Minnesota’s new senator, Norm Coleman, one of only two Jewish Republicans in the Senate, raised eyebrows last week when he bucked the party line to vote against President Bush’s proposal to open the Alaska National Wildlife Refuge to oil drilling.
Coleman is considered something of a protégé of Bush and his chief political strategist Karl Rove, who championed his candidacy over that of a more conservative Republican rival, so his vote prompted talk that he was pioneering a course independent from the White House.
But in a telephone interview with the Forward, Coleman insisted that he did not receive any pressure from the White House to toe its line on the vote on the refuge, known to insiders by the acronym ANWR (pronounced “Anwar”).
“I didn’t get a call” from Vice President Dick Cheney on the vote, he said. “I got very little pressure on Anwar. I knew what the [White House] position was, but I didn’t want to take pressure off developing [renewable sources of energy, such as ethanol]. That’s where the future is, and the future of my state.”
What’s more, Coleman said, reports that he is set to defy Bush on his cherished dividend tax cut are also unfounded. “I am a tax cutter,” he said. “I support the dividend piece,” noting that he did not support a provision put forth by some Republican moderates, such as Maine Senator Olympia Snowe, cutting the dividend tax cut in half. “I’ll vote for the whole package,” Coleman said of Bush’s tax scheme.
Coleman, a former mayor of St. Paul, Minn., said his approach to both Anwar and the dividend tax cut stems from a “pragmatic” as opposed to ideological stance.
“I’m an urban mayor,” he said. “I’m conservative on fiscal issues, and even on some social issues, but I’m pro-affirmative action. I’m just pragmatic. It’s tough to be categorized. I’ll caucus with conservatives; I’ll caucus with progressives.”
Coleman’s approach is getting mixed reviews in Minnesota, which like many states is facing a pronounced budget deficit.
Steve Silberfarb, executive director of the Jewish Community Relations Council of Minnesota and the Dakotas, praised Coleman for his vote on drilling. “I think Senator Coleman is probably wise to stick to campaign promises on Anwar and show that he is his own person,” he said.

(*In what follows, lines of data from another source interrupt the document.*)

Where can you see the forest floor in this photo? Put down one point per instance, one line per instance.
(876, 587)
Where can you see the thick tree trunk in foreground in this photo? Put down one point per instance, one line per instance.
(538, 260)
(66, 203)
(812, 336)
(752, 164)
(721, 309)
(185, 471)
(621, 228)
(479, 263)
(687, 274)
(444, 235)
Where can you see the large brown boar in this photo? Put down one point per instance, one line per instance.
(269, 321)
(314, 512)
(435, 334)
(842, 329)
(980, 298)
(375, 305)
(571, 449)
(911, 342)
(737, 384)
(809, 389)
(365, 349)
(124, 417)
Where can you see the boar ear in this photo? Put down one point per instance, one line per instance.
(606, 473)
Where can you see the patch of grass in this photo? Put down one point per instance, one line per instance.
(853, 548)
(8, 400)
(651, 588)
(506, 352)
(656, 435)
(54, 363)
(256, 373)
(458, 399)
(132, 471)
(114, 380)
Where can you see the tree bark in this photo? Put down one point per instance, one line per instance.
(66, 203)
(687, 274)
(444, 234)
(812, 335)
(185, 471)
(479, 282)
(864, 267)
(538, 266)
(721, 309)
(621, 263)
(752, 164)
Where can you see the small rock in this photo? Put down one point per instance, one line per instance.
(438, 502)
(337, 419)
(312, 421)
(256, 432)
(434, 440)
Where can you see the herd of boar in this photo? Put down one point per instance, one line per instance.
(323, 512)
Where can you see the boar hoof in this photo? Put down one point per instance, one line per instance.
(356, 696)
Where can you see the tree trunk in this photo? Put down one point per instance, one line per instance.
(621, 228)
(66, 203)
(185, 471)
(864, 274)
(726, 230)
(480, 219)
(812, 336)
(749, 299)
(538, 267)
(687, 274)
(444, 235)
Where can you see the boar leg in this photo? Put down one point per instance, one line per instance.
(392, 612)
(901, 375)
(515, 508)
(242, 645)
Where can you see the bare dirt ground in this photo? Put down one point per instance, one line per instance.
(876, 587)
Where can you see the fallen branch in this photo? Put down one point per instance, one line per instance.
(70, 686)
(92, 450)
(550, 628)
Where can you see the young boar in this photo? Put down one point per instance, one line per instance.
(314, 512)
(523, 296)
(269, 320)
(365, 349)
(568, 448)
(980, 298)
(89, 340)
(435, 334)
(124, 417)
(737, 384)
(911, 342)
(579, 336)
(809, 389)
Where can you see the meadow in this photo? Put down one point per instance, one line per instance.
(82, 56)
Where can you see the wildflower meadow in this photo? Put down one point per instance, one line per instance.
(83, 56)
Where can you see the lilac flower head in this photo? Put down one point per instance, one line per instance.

Silberfarb said that Bush’s tax plan poses a trickier political issue for Coleman. “We [in Minnesota] are facing over a $4 billion budget deficit. The governor has said ‘no tax increases.’ It’s one thing to raise taxes, another thing to cut more taxes.… It would have an unpredictable impact on Minnesota at a time when we can predict in the foreseeable future, deep budget cuts and lots of pain across the board.”
Coleman has also assumed the chairmanship of the Senate’s permanent subcommittee on investigations, which last year looked into the Enron scandal and the conduct of the Wall Street firms that financed the energy giant. Coleman said he is looking at a range of different subjects upon which to focus the work of the subcommittee, which does not have a permanent brief. He said he would make his decision within four weeks. The subjects he is considering include hospital safety, Al Qaeda’s ties to Paraguay, homeland security, the FBI’s effectiveness and corruption in organized labor. One topic he is not considering, however, as some had hoped, is Cheney’s ties to the energy industry.
Cheney “has been investigated,” Coleman said. “We’re way past that. This [subcommittee] is not about grinding political axes.”